I force myself to begin planning his exit from our lives. I ask the vet for some advice and she says it is time to let him stop suffering. I see his little cat face and he is mentally all there. He stills finds the power some mornings to climb the stairs and jump on my bed to wake me up with his purring sound and a light clawed paw on my arm. The vet explains to me that he must be feeling pain in his legs and must not be feeling well at all in his condition. She suggests giving him a dignified end before he gets worse. So I schedule a date, Tuesday, October 26. A few days before the date, I explain to my son that Puff will be going to cat heaven to be better and play like a kitten with his mom Kalua, and his dad Sampson, and his sister Squeaky. My son is sad but understands after being witness to Puff’s declining health.

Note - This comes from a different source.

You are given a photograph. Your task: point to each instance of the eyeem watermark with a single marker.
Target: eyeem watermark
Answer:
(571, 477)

My last drive to the vet is one of the hardest moments of my life. I never thought I would have to make this kind of decision. Puff is family. It is a no-win situation for my heart. I have to be calm so that my cat does not sense what is about to happen. After a tranquilizer and two different injections, Puff is asleep and in cat heaven. The process itself was much quicker and simpler than the time it will take me to erase the imprint Puff has left on my life. I catch myself saying “I’ll be back Puff,” as I leave the house, or making an automatic turn into the pet food isle at the store. When I come downstairs in the morning I expect to feel a furry push against my leg by the coffee machine. And when I come home from dropping off my son at school I stop myself before saying, “I’m back, Puffy.”

I don’t miss cleaning the litter box at all. But I do miss the silent presence of my quiet and loyal companion. I used to tell my son that Puff was the King of Kadinsky, a fictitious animal kingdom surrounding our property where he ruled and kept order among the critters and protected his castle, our home. The land of Kadinsky is missing its king.